Однако же, и Совет не хотел отказаться от своей доли фактической власти. Между этими двумя, главнейшими факторами необходимо было установить определенное соглашение. Потребность в этом чувствовалась едва ли не больше со стороны Совета, нежели со стороны Временного правительства. По крайней мере, инициатива переговоров принадлежала исполнительному комитету Совета р. и с. депутатов. Поздно вечером 1 марта от его имени явилась к временному комитету Думы и правительству делегация в составе Чхеидзе, Стеклова, Суханова, Соколова, Филипповского и др. с предложением обсудить условия поддержки правительства демократическими организациями.
Они принесли и готовый текст этих условий, которые должны были быть {306} опубликованы от имени правительства. Для левой части блока большая часть этих условий была вполне приемлема, так как они входили в ее собственную программу. Сюда относились: все гражданские свободы, отмена всех сословных, вероисповедных и национальных ограничений, созыв Учредительного Собрания, которое установит форму правления, выборы в органы самоуправления на основании всеобщего избирательного права, полная амнистия. Но были и пункты существенных разногласий, по которым завязался продолжительный спор, закончившийся соглашением только в 4 часа утра. Кн. Львов отсутствовал. Гучков в эту ночь с 1 на 2 марта ездил на вокзалы Варшавский и Балтийский, чтобы предупредить прибытие в Петербург войск, посланных царем для усмирения восстания. Надо пояснить, что еще 28 февраля в Ставке смотрели на волнения в столице, как на бунт, который можно усмирить.
Для этой цели были назначены части войск с Северного и Западного фронта, ген. Иванов назначен диктатором с объявлением военного положения в Петербурге, и царь выехал 1 марта из Ставки в Царское. Но в то же время наши инженеры Некрасов и прогрессист Бубликов вместе с левыми вошли в связь с железнодорожным союзом и оказались хозяевами движения по всей железнодорожной сети. Под этими впечатлениями находился и исполнительный комитет Совета р. и с. депутатов, и, может быть, этой угрозой объясняется и настроение делегатов и их сравнительная уступчивость в ночь на 2 марта.
В. В. Шульгин очень картинно описал внешнюю сторону нашего совещания с делегатами. "Это продолжалось долго, бесконечно... Чхеидзе лежал... Керенский иногда вскакивал и убегал куда-то, потом опять появлялся... Я не помню, сколько часов все это продолжалось. Я совершенно извелся и перестал помогать Милюкову, что сначала пытался делать... направо от меня лежал Керенский,... по-видимому, в состоянии полного изнеможения. Остальные тоже уже совершенно выдохлись". Шульгин наклонился к Чхеидзе спросить, почему они так настаивают на выборном офицерстве. Чхеидзе "поднял на меня совершенно усталые глаза, поворочал белками и {307} шопотом же ответил: "...Вообще все пропало... чтобы спасти, надо чудо... Надо пробовать... Хуже не будет... Потому что, я вам говорю, все пропало"... Один Милюков сидел упрямый и свежий".
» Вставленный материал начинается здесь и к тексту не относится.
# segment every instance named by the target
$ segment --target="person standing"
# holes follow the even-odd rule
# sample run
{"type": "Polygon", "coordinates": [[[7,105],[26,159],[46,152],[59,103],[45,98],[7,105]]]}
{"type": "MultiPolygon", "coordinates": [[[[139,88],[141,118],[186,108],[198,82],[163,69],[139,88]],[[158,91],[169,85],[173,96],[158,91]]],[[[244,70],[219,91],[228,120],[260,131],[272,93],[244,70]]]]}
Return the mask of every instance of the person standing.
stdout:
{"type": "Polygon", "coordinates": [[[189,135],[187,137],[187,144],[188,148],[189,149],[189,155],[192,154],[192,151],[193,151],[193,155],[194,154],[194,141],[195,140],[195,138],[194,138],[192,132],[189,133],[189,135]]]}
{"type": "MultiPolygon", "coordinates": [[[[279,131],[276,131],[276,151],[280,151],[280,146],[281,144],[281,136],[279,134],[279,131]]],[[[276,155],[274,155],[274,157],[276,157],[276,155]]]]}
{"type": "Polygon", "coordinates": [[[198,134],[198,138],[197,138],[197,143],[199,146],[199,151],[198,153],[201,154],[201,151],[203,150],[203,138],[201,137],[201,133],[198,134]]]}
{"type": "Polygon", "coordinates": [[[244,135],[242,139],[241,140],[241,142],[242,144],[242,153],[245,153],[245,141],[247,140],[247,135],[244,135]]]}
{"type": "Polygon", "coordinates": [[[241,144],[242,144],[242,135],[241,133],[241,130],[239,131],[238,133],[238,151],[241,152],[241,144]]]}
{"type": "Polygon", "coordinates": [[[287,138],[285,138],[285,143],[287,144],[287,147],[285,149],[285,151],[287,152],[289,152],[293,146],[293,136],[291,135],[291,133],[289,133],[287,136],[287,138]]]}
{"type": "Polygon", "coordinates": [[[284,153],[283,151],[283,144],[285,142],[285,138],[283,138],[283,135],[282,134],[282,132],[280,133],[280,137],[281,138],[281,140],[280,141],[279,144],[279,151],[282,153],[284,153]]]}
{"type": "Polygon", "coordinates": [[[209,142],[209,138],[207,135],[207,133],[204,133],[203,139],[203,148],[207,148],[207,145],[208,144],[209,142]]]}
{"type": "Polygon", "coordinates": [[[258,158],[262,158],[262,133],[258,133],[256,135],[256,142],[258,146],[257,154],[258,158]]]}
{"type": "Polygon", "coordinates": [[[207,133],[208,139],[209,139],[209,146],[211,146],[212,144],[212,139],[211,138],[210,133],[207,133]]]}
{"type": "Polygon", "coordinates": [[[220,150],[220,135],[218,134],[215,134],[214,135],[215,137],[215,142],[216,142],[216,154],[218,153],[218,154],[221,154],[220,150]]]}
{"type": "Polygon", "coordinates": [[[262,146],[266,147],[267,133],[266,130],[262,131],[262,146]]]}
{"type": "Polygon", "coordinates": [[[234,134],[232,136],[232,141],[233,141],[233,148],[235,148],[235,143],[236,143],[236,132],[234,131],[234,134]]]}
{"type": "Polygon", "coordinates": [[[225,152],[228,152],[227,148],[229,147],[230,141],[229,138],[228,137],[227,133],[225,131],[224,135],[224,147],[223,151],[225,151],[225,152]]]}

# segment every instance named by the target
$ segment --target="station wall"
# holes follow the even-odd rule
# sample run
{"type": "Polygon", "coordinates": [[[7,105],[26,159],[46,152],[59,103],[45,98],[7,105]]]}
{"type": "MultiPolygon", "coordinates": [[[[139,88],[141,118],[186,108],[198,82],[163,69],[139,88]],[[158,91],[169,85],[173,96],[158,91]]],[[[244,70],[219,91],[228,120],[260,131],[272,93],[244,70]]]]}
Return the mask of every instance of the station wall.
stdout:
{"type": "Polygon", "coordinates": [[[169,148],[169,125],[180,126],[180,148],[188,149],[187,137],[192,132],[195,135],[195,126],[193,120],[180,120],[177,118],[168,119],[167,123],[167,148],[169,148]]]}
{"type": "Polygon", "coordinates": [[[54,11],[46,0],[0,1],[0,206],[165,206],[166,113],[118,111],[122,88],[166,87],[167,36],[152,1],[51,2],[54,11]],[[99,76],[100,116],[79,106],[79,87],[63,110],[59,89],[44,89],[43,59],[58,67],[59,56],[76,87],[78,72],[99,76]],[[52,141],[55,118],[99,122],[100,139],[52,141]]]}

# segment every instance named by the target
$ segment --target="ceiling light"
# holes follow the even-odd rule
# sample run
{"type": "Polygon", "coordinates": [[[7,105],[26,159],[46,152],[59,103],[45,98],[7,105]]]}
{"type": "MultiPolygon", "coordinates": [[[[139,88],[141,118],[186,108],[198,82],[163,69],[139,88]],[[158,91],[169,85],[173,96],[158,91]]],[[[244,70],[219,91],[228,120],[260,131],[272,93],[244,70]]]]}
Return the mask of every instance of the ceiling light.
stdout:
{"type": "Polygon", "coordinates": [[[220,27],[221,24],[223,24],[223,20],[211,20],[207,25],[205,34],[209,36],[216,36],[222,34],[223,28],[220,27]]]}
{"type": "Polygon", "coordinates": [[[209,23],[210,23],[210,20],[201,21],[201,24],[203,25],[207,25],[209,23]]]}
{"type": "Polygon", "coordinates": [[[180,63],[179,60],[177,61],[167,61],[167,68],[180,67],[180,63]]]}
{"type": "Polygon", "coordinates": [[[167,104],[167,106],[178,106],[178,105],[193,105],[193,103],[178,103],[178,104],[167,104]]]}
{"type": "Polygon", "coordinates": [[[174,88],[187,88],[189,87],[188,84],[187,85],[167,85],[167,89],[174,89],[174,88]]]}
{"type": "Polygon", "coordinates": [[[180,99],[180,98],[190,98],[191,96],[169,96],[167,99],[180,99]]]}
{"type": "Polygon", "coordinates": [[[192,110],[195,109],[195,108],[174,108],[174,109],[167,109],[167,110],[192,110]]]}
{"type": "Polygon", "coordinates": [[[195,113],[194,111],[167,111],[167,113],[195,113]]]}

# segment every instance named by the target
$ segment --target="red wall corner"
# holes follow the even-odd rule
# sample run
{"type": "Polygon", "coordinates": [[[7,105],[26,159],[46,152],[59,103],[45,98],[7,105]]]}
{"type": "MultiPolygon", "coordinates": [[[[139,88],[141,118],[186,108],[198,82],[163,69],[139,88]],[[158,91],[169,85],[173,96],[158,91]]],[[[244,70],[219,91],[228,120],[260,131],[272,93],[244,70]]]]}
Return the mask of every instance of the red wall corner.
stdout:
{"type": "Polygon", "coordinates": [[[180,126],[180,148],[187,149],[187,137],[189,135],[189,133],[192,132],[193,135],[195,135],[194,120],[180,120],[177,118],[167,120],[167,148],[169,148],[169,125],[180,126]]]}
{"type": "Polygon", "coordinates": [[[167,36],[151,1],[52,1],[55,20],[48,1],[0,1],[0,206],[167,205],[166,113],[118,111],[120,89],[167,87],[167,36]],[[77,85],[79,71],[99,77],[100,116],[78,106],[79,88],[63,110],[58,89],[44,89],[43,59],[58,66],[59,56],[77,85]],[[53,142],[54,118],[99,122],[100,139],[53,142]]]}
Увы, я тоже не был "свежим". Это была уже третья бессонная ночь, проведенная безвыходно в Таврическом дворце. Обрывки ночи я проводил на уголке большого стола в зале бюджетной комиссии, прикрываясь шубой, по соседству с лежавшим рядом Скобелевым, который тоже не проявлял радужного настроения. Но меня поддерживало сознание важности переговоров, по-видимому, далеко не всем ясной.
Шаг за шагом я отвоевывал у делегации то, что было в их тексте неприемлемого. Так, я не согласился считать "вопрос о форме правления открытым" (они хотели тут провести республиканскую форму). Они согласились также вычеркнуть требование о выборности офицеров, о чем спросонку услышал Шульгин. Я ограничил "пределами, допускаемыми военно-техническими условиями", осуществление солдатами гражданских свобод и отстоял "сохранение строгой воинской дисциплины в строю и при несении военной службы", при введении равенства солдат "в пользовании общественными правами". Но я не мог возражать против "неразоружения и невывода из Петрограда воинских частей, принимавших участие в революционном движении" и только что обеспечивших нам победу. Ведь было неизвестно в тот момент, не придется ли им сражаться далее с посланными на столицу "верными" частями. О настроении солдат я уже говорил.
Когда, наконец, все было соглашено между нами в тексте, который должен был появиться от имени правительства, я поставил вопрос, какие компенсации может дать в обмен Совет р. и с. депутатов. Вопрос был для делегатов неожиданный, но они признали его справедливость. Н. Д. Соколов тут же набросал проект такого заявления от имени Совета. Я признал его неприемлемым - и написал свой. Мой проект был принят, и в нем заключалось обязательство Совета восстановить порядок. "Нельзя допускать разъединения и анархии.